Trauerbewältigung am Arbeitsplatz?

TRAUER IM UNTERNEHMEN

Trauerbewältigung am Arbeitsplatz?

HomeOffice, Coworking Space oder Büro?

 

Die Arbeitswelt verlagert sich, aufgrund der Digitalisierung, Globalisierung und zuletzt der Pandemie, zunehmend ins sogenannte HomeOffice. Wenn ich den Begriff wörtlich nehme, muss man davon ausgehen, dass jede*r Zuhause auch ein Office hat. Doch viele sitzen dort seit bald zwei Jahren im Schlafzimmer, zwischen den Schuhschränken oder am Küchentisch. Überforderung sowie Entlastung, Flexibilität sowie Einsamkeit – unsere Jobs, unser Alltag und schließlich wir selbst sind doch so individuell, dass es keine einheitliche Lösung für alle geben kann.
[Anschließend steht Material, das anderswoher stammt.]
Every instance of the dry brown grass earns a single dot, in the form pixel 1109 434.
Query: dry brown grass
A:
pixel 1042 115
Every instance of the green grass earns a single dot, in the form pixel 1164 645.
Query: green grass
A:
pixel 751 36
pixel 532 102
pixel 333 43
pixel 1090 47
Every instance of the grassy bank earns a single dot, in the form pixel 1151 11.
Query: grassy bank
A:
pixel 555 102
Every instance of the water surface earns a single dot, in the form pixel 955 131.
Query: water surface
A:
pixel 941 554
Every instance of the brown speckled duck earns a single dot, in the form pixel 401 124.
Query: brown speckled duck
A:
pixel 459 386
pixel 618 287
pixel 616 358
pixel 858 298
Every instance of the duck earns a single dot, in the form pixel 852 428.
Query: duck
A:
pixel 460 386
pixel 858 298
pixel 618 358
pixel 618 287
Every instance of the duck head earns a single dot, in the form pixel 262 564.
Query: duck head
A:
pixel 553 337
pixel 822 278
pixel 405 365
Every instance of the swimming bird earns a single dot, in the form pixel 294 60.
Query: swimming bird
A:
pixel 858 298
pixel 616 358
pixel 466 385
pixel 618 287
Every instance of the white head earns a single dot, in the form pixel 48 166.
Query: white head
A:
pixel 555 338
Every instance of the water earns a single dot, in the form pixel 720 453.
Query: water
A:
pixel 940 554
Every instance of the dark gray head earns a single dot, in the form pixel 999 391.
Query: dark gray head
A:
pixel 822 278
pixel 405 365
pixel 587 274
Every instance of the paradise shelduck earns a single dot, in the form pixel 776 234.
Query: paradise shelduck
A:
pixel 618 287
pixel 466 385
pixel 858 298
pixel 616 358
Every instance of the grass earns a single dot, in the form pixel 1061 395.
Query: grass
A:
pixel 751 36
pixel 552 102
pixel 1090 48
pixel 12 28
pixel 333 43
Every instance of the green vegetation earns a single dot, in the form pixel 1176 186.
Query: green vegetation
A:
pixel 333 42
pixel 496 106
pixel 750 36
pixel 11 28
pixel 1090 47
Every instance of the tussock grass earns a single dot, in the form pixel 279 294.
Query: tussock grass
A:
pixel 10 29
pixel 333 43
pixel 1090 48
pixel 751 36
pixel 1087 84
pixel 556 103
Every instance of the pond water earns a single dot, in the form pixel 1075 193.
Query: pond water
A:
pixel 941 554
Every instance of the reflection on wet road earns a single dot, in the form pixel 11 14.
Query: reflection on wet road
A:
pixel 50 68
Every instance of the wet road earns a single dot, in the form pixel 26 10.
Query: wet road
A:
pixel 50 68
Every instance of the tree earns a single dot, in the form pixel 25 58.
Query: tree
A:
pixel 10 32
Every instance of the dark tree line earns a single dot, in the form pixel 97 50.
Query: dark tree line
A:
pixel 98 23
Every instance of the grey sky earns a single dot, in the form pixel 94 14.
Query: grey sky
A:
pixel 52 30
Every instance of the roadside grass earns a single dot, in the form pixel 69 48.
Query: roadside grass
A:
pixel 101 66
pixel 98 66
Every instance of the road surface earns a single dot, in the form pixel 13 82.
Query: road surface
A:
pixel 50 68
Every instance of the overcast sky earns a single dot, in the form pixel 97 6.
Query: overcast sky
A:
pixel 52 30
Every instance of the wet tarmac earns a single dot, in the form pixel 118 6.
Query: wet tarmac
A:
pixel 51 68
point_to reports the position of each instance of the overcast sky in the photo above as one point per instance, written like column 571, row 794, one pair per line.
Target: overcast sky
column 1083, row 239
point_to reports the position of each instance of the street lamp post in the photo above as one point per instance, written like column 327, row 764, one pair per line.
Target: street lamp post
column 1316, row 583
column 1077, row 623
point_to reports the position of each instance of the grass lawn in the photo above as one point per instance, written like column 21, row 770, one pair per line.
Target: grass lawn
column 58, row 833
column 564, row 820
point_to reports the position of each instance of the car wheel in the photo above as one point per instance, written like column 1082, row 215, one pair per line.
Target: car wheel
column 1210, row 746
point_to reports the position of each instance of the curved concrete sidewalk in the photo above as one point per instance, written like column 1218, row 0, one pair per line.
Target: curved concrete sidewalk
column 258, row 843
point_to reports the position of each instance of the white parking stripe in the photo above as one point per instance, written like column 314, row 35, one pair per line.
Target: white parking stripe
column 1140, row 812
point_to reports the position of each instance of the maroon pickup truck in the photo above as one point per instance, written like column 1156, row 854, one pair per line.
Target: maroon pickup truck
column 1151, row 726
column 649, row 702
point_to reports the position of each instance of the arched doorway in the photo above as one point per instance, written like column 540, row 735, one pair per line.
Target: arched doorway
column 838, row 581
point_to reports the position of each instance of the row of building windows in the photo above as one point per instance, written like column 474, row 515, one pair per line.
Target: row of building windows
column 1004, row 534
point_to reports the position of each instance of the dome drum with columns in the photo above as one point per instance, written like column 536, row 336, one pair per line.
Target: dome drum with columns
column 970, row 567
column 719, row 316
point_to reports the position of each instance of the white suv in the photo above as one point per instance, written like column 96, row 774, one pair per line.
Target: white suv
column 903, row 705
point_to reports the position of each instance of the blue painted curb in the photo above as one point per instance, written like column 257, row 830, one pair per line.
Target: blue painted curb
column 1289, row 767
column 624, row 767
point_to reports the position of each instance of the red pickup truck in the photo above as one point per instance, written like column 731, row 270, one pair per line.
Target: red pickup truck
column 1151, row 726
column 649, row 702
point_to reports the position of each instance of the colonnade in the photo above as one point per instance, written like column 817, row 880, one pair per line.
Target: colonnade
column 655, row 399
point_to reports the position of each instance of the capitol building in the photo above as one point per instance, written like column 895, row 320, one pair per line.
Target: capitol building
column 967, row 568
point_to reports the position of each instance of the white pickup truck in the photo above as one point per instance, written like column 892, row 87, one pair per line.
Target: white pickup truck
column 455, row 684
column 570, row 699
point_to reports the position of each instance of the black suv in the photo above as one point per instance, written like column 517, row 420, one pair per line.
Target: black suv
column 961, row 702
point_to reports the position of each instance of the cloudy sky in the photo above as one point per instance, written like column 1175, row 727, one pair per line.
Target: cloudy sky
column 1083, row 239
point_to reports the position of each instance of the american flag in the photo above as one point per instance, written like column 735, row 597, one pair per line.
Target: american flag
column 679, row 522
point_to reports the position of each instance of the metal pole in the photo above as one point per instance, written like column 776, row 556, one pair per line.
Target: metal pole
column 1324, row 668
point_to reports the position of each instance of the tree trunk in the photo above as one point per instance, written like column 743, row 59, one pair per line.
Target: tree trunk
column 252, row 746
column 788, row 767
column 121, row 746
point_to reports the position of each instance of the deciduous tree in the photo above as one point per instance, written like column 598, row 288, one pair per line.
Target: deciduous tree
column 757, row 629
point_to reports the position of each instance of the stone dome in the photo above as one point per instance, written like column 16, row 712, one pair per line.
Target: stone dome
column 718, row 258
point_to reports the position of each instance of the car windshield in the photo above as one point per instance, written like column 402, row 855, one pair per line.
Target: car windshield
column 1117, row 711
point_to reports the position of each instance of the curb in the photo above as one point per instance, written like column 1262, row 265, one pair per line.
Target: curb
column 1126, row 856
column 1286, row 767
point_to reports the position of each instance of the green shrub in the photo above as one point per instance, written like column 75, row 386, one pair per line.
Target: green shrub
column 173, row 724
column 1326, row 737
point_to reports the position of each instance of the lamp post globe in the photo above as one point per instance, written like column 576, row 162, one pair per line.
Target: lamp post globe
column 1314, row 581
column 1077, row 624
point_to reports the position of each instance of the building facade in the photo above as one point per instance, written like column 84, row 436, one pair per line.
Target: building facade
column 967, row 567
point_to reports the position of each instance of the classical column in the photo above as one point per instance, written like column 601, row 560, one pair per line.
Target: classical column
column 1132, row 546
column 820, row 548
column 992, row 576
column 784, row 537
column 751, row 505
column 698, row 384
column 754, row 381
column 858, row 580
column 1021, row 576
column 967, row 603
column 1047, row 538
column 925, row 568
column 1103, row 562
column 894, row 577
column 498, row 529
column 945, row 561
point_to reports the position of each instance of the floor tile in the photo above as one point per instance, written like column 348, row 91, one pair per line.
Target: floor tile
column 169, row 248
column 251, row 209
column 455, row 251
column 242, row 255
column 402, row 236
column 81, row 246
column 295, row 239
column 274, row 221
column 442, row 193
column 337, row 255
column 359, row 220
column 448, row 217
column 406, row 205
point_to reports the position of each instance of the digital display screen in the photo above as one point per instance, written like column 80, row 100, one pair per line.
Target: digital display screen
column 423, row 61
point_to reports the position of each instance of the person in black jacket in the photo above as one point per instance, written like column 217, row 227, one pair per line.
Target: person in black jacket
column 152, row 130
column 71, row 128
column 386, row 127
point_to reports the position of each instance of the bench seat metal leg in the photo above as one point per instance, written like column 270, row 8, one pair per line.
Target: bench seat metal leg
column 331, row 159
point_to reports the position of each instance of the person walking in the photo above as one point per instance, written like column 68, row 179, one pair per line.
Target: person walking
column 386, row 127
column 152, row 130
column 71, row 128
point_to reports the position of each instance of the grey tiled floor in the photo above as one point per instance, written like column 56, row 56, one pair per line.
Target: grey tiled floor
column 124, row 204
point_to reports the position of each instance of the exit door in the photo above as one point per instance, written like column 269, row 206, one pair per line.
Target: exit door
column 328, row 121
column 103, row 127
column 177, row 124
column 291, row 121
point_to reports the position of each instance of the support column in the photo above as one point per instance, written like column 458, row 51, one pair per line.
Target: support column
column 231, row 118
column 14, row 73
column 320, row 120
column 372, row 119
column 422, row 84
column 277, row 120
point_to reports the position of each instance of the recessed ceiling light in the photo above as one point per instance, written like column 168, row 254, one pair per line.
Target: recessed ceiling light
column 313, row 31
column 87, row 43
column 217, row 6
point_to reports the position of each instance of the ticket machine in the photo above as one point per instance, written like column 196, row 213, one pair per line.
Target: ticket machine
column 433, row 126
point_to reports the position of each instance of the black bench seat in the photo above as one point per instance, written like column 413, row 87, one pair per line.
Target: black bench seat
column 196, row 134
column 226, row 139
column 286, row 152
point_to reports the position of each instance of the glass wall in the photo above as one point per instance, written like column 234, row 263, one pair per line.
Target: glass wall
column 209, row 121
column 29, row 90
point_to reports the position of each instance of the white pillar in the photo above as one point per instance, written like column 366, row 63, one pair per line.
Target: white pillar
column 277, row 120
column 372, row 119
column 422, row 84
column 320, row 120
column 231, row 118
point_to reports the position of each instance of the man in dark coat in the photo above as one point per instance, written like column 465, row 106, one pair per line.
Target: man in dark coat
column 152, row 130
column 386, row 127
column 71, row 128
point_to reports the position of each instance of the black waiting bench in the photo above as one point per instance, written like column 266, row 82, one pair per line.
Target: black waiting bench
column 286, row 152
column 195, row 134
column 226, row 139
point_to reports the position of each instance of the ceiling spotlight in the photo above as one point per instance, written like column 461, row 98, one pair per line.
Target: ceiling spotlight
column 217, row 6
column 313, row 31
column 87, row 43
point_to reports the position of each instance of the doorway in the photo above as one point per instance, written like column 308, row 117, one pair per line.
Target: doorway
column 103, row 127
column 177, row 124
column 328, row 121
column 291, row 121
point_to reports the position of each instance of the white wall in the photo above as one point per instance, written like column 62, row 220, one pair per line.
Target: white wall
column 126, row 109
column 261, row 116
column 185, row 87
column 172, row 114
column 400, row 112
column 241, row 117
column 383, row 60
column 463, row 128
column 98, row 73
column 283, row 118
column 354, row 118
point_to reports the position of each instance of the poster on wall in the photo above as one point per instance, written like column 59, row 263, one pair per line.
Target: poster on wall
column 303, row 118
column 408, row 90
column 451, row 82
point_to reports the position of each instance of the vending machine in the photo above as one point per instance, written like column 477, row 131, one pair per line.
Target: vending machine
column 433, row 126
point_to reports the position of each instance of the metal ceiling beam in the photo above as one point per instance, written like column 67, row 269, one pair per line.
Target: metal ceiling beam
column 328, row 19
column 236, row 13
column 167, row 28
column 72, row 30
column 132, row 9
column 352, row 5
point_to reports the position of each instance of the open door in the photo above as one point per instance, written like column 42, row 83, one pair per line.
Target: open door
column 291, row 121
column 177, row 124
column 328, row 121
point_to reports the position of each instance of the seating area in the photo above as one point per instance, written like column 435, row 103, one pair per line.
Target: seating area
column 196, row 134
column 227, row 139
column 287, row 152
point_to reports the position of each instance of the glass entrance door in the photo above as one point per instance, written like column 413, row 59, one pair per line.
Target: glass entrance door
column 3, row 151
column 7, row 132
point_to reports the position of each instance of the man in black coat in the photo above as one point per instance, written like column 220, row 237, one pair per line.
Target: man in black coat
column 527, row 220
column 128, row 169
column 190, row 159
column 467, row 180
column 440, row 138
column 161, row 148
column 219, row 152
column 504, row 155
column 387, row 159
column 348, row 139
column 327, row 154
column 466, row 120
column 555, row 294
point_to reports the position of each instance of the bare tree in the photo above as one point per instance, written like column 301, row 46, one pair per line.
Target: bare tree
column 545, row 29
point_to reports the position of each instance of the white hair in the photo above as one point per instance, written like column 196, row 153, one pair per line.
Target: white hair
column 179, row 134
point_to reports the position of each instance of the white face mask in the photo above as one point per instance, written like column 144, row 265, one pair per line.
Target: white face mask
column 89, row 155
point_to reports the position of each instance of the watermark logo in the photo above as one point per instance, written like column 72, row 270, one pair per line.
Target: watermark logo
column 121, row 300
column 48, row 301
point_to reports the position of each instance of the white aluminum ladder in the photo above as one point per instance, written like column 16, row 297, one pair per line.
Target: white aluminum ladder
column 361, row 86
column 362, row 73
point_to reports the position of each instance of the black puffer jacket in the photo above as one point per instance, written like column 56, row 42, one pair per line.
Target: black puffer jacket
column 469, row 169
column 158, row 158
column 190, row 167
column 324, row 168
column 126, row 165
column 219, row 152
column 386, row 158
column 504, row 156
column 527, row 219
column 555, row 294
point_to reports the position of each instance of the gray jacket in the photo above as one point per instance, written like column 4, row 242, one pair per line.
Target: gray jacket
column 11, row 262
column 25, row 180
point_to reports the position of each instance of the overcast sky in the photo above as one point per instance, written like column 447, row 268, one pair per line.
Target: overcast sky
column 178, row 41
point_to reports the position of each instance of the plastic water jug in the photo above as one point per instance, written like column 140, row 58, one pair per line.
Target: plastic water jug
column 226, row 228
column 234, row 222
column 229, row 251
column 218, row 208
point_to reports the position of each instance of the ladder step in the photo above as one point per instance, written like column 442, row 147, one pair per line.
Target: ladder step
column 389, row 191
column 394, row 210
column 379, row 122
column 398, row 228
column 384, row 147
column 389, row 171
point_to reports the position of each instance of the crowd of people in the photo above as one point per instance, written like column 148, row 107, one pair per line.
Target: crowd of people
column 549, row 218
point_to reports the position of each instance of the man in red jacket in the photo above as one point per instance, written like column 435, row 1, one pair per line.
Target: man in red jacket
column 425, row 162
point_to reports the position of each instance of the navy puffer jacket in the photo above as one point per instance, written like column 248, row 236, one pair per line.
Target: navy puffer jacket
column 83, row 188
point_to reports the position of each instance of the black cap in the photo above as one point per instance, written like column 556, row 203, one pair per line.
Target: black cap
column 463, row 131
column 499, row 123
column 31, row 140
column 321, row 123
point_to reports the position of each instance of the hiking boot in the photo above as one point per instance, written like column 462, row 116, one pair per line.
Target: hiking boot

Mit dem HomeOffice kenne ich mich gut aus, ich war lange Jahre als Designerin selbständig und hatte tatsächlich ein Office im Home. Wenn ich viel Arbeit hatte, kam ich oft tagelang nicht mehr vor die Tür. Das war der Anlass einen Schreibtisch in einer befreundeten Agentur zu mieten. Hier hatte ich nicht nur gute Gesellschaft, es hat mich auch beruflich mächtig nach vorne gebracht. Aus der eigenen Arbeitsweise heraus entstand bei Nico, dem Inhaber der Agentur, und mir, der Wunsch einen Coworking Space zu entwicklen. Das war Ende 2016. Im März 2018 öffneten Nico und ich die Tore des, zu dem Zeitpunkt, größten Coworking Space in Wuppertal.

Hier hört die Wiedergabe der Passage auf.